Una mujer se despierta en la noche, ve una luz encendida y grita: -«¡Mafalda! ¡Apaga esa luz y duérmete de una vez, que son las doce y pico». En la viñeta siguiente la niña apaga la luz y refunfuña: «¡Horas extras!¡Además de ser la madre de una todo el día, encima hace horas extras!».

Aquellos alumnos salieron de clase con ideas claras sobre el poder; Mafalda reconoce la autoridad de su madre. Uno se apoya en el ejercicio de la fuerza; la otra, en el reconocimiento de la especial dignidad de quien la ostenta.

Asistimos estos días a una confrontación entre el poder del Estado y la autoridad de los padres, que rivalizan por la formación moral de los hijos en asuntos de género y sexualidad. El Estado, que tiene todo el poder, no se da cuenta de que no es un padre ni una madre, y de que, con todo el poder que tiene, nunca ha educado a un niño, y nunca lo hará, porque carece de la autoridad necesaria. Por eso han fracasado todos los intentos de sustitución de la familia por parte del Estado. Totalitario, siempre. O con vocación de totalitario. También en este caso, en que se nos dice que se trata de valores comunes, democráticos y constitucionales. Porque no es verdad. No son comunes, porque no los comparte toda la población -ni siquiera una porción mayoritaria. No son democráticos, porque impone los valores del ideólogo a quienes no piensan como él. Y no son constitucionales, porque expropia el derecho de los padres de educar a sus hijos de acuerdo con sus propias creencias.

Para educar a un niño hace falta, en primer lugar, amarlo. Amarlo con un amor personal, oblativo, generoso, desinteresado. Y hablarle de lo justo y de lo injusto, del bien y del mal. Por eso es la familia la más amable de las creaciones humanas, porque su único interés es formar personas civilizadas y felices. Sólo ella transmite con eficacia valores fundamentales que dan sentido a la vida. Y no sólo de orden individual: virtudes sociales tan importantes como la justicia y el respeto a los demás se aprenden, sobre todo, en la familia. Y también el ejercicio de la autoridad y su acatamiento. La convivencia familiar es una enseñanza incomparablemente superior a la de cualquier razonamiento abstracto sobre la tolerancia o la paz social.
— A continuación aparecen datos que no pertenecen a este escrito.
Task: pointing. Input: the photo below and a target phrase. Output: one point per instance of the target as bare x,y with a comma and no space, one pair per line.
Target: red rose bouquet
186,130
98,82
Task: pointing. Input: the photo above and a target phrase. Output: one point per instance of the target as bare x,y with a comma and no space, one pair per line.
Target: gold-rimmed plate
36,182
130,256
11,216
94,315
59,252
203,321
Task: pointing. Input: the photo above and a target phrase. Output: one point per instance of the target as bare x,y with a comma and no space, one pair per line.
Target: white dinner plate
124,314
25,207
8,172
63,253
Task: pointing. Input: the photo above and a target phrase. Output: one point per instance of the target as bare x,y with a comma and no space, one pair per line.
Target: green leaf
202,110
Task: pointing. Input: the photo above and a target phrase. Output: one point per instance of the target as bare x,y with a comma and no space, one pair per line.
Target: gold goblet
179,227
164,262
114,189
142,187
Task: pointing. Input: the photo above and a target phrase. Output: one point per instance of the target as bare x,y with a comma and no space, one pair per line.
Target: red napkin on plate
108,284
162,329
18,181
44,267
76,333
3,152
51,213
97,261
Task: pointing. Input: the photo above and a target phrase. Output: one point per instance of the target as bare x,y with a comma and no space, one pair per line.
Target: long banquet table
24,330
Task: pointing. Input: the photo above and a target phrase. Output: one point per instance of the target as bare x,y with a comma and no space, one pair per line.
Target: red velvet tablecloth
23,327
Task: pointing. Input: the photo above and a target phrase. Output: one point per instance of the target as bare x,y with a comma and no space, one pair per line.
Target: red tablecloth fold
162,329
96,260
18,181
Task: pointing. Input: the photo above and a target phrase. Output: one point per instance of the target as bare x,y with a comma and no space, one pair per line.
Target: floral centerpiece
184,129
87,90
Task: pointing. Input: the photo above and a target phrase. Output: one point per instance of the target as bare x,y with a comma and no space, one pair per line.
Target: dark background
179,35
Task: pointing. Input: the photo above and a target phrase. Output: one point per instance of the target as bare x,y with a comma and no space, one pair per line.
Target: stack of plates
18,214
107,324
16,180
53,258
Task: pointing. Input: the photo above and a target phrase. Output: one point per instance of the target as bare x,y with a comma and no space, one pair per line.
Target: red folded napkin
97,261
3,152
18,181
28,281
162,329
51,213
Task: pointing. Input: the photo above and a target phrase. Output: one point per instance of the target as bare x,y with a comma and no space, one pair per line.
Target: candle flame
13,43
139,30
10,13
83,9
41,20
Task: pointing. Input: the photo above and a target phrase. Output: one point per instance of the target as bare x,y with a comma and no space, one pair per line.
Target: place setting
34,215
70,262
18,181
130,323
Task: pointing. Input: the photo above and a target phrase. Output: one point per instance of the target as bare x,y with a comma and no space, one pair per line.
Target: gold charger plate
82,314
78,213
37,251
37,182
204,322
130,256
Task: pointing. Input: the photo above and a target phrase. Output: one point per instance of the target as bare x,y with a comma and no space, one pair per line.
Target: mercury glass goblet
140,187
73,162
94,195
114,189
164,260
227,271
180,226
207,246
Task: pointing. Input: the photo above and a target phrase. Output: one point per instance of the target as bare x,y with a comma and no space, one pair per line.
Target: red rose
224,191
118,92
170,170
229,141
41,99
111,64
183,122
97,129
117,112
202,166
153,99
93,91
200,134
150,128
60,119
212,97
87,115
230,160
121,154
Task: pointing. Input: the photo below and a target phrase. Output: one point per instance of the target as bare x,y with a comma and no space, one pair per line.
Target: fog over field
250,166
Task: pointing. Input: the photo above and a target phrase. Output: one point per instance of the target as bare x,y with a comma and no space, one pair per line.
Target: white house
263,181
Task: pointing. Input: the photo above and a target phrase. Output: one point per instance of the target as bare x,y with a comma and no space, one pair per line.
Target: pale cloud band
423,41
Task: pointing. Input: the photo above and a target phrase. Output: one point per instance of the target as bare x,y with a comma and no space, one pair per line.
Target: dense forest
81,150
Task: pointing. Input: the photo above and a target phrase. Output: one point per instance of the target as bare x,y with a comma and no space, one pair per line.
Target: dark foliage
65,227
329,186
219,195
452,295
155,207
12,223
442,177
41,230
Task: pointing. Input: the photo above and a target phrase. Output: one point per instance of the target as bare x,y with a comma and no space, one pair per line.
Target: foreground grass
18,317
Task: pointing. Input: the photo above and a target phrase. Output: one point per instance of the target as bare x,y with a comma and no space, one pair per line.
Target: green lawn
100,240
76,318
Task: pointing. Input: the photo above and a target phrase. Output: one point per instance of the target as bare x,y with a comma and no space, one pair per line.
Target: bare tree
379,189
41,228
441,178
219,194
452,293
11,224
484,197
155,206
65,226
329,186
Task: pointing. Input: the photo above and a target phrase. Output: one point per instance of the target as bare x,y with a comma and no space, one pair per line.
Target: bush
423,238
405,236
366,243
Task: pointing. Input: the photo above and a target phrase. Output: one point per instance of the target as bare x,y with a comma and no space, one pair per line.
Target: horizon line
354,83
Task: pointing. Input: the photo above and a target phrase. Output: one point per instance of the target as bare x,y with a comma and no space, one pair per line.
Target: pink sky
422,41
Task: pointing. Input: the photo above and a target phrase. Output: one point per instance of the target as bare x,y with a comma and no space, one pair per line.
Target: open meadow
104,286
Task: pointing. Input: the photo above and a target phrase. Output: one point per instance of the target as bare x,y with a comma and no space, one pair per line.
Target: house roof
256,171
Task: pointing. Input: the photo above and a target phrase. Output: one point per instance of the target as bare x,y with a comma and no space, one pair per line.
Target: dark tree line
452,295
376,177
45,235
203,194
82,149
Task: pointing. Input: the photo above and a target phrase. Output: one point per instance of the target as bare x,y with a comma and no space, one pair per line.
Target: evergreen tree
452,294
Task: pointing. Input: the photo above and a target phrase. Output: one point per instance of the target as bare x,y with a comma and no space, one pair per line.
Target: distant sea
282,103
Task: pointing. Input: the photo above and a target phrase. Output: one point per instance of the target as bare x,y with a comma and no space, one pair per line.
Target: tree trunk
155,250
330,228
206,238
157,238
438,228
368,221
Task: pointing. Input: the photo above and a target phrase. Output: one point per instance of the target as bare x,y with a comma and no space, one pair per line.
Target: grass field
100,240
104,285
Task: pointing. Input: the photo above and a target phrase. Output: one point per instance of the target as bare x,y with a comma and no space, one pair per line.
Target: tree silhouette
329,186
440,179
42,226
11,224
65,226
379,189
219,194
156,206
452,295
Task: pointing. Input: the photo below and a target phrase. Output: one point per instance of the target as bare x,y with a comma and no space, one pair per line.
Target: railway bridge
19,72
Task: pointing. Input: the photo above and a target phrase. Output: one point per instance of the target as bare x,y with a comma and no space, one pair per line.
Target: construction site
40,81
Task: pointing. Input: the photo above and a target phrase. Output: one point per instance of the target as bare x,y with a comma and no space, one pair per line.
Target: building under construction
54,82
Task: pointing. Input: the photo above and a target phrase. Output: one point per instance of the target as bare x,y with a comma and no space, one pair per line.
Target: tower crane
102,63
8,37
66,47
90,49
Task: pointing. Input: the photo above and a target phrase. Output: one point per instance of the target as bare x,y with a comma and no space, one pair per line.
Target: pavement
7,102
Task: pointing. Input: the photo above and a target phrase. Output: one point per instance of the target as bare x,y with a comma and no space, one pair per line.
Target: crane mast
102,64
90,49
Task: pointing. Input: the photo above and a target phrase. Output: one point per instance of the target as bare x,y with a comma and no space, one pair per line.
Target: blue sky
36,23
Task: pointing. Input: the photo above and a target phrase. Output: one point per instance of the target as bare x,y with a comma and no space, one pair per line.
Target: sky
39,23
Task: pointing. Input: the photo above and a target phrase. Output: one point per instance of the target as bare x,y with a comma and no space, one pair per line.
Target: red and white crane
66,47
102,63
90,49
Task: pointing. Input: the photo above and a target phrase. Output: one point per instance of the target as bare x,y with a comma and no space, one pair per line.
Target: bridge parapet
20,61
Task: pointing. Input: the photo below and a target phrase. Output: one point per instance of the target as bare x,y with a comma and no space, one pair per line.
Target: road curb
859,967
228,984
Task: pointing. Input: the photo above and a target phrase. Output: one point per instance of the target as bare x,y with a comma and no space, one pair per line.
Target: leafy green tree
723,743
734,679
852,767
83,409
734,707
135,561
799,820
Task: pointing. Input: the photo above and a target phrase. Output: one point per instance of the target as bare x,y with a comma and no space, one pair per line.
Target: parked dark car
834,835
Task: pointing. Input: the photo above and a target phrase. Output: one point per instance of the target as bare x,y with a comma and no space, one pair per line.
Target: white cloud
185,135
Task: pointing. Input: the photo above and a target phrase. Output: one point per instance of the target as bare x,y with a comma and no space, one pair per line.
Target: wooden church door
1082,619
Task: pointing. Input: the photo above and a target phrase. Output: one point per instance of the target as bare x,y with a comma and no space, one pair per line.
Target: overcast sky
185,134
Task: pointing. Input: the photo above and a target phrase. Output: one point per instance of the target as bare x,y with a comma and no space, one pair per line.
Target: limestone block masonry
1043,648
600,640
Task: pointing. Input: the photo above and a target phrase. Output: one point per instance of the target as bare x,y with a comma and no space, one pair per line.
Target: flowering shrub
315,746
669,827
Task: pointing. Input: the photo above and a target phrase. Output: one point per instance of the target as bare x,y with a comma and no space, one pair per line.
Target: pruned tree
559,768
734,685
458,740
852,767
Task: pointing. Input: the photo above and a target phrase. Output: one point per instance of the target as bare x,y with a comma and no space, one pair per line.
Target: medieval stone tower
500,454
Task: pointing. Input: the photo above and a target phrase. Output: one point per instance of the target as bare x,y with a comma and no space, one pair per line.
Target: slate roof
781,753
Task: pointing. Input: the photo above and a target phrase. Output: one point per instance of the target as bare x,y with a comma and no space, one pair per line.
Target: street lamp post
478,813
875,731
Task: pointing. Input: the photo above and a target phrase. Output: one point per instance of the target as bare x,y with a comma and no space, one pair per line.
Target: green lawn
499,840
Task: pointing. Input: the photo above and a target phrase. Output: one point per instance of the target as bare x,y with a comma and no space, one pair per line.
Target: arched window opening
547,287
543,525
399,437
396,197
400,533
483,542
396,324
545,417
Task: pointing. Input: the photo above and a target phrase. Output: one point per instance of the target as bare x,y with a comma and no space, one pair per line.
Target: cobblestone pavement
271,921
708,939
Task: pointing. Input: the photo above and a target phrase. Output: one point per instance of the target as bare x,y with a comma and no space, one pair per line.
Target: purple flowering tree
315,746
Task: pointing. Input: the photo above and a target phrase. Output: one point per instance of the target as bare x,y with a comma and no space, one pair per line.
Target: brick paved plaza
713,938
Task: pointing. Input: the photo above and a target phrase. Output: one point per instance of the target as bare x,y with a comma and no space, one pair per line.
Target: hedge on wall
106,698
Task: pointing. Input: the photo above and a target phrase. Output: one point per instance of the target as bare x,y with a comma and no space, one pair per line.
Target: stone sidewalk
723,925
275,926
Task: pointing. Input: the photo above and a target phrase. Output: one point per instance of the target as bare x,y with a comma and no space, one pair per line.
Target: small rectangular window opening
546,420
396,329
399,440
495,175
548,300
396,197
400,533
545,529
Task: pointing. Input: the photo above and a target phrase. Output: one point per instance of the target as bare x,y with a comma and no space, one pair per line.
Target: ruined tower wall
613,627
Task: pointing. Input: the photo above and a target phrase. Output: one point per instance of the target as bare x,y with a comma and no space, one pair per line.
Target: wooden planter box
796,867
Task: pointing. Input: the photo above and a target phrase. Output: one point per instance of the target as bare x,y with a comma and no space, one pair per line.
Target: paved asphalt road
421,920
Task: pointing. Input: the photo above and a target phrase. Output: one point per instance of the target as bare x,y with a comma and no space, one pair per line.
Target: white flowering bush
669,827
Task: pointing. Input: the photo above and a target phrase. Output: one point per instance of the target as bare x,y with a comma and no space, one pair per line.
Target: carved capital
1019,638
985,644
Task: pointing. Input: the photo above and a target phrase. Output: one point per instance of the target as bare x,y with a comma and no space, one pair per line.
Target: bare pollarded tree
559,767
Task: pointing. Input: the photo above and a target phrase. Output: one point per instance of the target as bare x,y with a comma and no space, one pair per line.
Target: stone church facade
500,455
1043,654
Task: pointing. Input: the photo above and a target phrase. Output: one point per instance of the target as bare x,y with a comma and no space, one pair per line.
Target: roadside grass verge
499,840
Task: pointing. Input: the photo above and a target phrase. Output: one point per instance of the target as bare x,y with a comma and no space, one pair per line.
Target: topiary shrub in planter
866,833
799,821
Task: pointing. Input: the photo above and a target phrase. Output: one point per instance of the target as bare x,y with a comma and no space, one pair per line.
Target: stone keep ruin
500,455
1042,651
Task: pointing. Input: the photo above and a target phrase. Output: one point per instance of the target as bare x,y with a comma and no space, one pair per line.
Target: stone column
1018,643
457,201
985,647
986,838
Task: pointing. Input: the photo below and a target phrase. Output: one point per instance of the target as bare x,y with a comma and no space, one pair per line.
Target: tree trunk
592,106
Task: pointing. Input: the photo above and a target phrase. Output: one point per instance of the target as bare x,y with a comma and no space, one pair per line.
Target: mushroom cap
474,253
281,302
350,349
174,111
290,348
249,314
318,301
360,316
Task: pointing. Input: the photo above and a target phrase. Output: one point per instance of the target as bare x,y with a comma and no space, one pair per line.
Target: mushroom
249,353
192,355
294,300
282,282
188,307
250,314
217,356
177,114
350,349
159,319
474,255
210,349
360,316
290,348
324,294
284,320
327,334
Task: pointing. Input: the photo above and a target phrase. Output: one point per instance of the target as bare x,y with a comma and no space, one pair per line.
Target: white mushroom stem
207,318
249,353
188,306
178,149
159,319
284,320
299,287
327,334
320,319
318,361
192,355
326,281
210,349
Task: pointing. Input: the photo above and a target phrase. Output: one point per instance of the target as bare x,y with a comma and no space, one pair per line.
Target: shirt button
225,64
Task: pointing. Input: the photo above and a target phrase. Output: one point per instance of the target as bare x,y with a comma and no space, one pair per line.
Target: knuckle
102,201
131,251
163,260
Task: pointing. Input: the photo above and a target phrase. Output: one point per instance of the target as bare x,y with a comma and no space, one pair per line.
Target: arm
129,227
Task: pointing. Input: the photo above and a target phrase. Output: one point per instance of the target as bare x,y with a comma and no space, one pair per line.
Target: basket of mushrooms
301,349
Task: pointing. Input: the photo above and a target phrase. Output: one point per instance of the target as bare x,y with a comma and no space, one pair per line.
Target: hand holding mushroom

William Bennett, tras una larga experiencia interviniendo en la formación de los jóvenes -como secretario de Educación y como comisario nacional del Plan contra la Droga en los Estados Unidos- llegó a la conclusión de que «demasiados chicos son víctimas de nuestra cultura, de nuestros valores y de nuestras normas», para concluir: «Debemos hablar y actuar en favor de la familia: después de todo, la familia es el primer y mejor Ministerio de Sanidad, el primer y mejor Ministerio de Educación y el primer y mejor Ministerio de Bienestar Social».